Descriptive analysis with table1

library("table1")
## 
## Attachement du package : 'table1'
## Les objets suivants sont masqués depuis 'package:Hmisc':
## 
##     label, label<-, units
## Les objets suivants sont masqués depuis 'package:base':
## 
##     units, units<-
table1(~ gender + age + death1, data = dat1)
Overall
(N=1085)
gender
female 382 (35.2%)
male 520 (47.9%)
Missing 183 (16.9%)
age
Mean (SD) 49.5 (18.3)
Median [Min, Max] 51.0 [0.250, 96.0]
Missing 242 (22.3%)
death1
Mean (SD) 0.0581 (0.234)
Median [Min, Max] 0 [0, 1.00]
table1(~ factor(death1) + age | gender, data = dat1)
female
(N=382)
male
(N=520)
Overall
(N=1085)
factor(death1)
0 368 (96.3%) 476 (91.5%) 1022 (94.2%)
1 14 (3.7%) 44 (8.5%) 63 (5.8%)
age
Mean (SD) 49.6 (18.2) 49.8 (17.9) 49.5 (18.3)
Median [Min, Max] 52.0 [2.00, 96.0] 50.5 [0.500, 89.0] 51.0 [0.250, 96.0]
Missing 33 (8.6%) 44 (8.5%) 242 (22.3%)

Exploratory analysis with explore package

library("explore")
## 
## Attachement du package : 'explore'
## L'objet suivant est masqué depuis 'package:Hmisc':
## 
##     describe
explore_all(dat1)

explore_all(dat1, target = gender)

explore_all(dat1, target = age)

### Graphical analysis with ggplot2

library("ggplot2") 
library(gridExtra)

p1 = ggplot(data = dat1, aes(x = age, col = death1)) + geom_histogram()

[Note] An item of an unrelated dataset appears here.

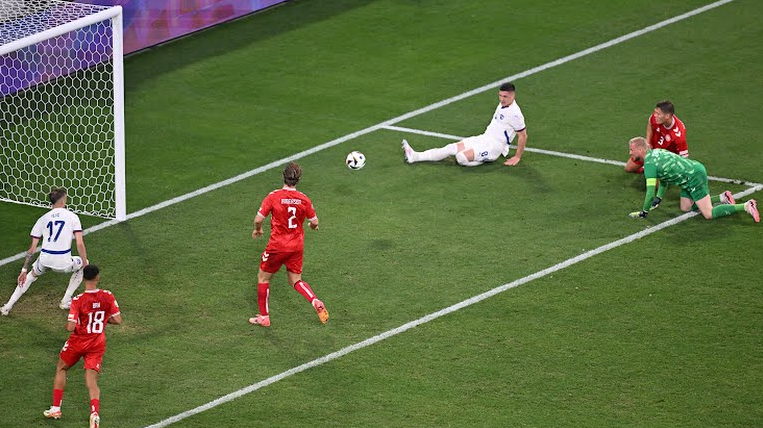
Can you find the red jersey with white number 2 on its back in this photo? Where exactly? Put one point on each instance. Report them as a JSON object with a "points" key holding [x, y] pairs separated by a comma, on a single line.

p2 = ggplot(data = dat1, aes(x = age, col = death1)) + geom_histogram(col= "white", fill = "blue")

p3 = ggplot(data = dat1, aes(x = age, col = death1)) + geom_histogram(aes(y=..density..), col= "white", fill = "blue") + geom_density(col = "red")

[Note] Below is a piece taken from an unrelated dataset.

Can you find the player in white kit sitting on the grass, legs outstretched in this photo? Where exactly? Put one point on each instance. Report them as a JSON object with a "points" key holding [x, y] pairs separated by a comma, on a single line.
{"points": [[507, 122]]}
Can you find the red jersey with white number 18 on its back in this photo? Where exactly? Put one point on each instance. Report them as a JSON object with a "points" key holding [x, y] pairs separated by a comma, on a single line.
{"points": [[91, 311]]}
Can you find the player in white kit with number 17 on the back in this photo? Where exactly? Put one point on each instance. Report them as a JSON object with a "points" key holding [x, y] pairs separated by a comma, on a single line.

grid.arrange(p1, p2, p3, ncol = 3)
## `stat_bin()` using `bins = 30`. Pick better value with `binwidth`.
## Warning: Removed 242 rows containing non-finite values (stat_bin).
## `stat_bin()` using `bins = 30`. Pick better value with `binwidth`.
## Warning: Removed 242 rows containing non-finite values (stat_bin).
## `stat_bin()` using `bins = 30`. Pick better value with `binwidth`.
## Warning: Removed 242 rows containing non-finite values (stat_bin).
## Warning: Removed 242 rows containing non-finite values (stat_density).